For solutions of this assignment, let’s remember what a fraction of a number is equal to and use an example to show how to find a fraction of a number.
Finding a fraction from a number
Fractions in mathematics are used to denote part of a quantity. This value is the whole number from which the part was taken. Knowing what a whole quantity is equal to, you can find its part. In order to find a fraction, that is, a part of a number, you need to multiply this number by this fraction.
Finding a fraction from a number using an example
Problem: There are 30 students in the class. 1/3 of all students are girls. Calculate the number of girls in the class.
In this problem, the integer value is the number of students in the class - 30, and the fraction, that is, the part - 1/3. In order to calculate the number of girls in a class, we must multiply the fraction 1/3 by the total value - 30.
30 * 1/3 = 30/1 * 1/3 = 30 * 1 / 1 * 3 = 30 / 3 = 10 students.
To multiply a whole number by a fraction:
- represent an integer as a fraction (30 = 30/1).
- Multiply the numerator of the first fraction by the numerator of the second fraction.
- multiply the denominator of the first fraction by the denominator of the second fraction.
- Write the first product in the numerator of the new fraction, and the second in the denominator.
The rule for finding a number by its fraction:
To find a number from a given value of its fraction, you need to divide this value by the fraction.
Let's look at how to find a number by its fraction, using specific examples.
Examples.
1) Find a number whose 3/4 are equal to 12.
To find a number by its fraction, divide the number by that fraction. To do this, you need to multiply this number by the inverse of the fraction (that is, by an inverted fraction). To do this, you need to multiply the numerator by this number and leave the denominator unchanged. 12 and 3 by 3. Since we got one in the denominator, the answer is an integer.
2) Find a number if 9/10 of it equals 3/5.

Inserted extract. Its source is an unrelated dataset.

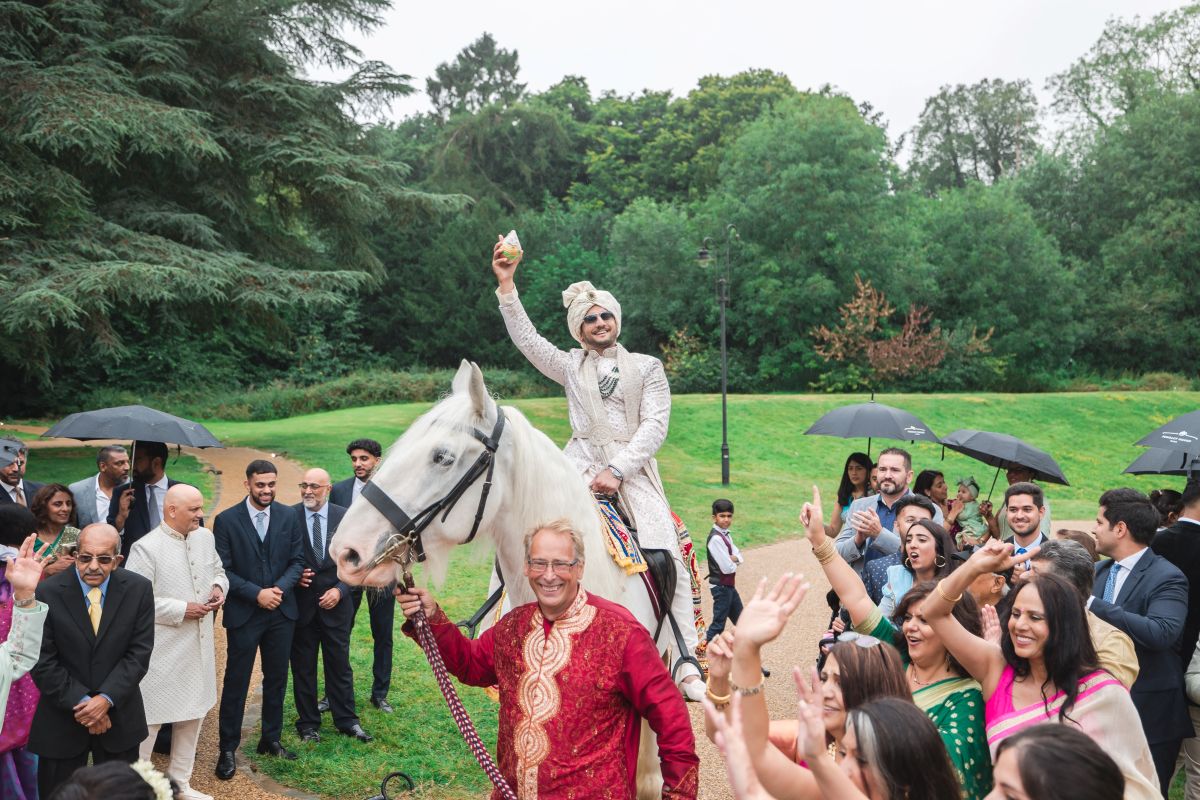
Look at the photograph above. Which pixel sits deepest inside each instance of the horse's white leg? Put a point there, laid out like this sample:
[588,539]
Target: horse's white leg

To find a number given the value of its fraction, divide this value by this fraction. To divide a fraction by a fraction, multiply the first fraction by the inverse of the second (inverted). To multiply a fraction by a fraction, multiply the numerator by the numerator, and the denominator by the denominator. We reduce 10 and 5 by 5, 3 and 9 by 3. As a result, we get the correct irreducible fraction, which means this is the final result.
3) Find a number whose 9/7 are equal
To find a number by the value of its fraction, divide that value by that fraction. Mixed number and multiply it by the inverse of the second number (inverted fraction). We reduce 99 and 9 by 9, 7 and 14 by 7. Since we received an improper fraction, we need to separate the whole part from it.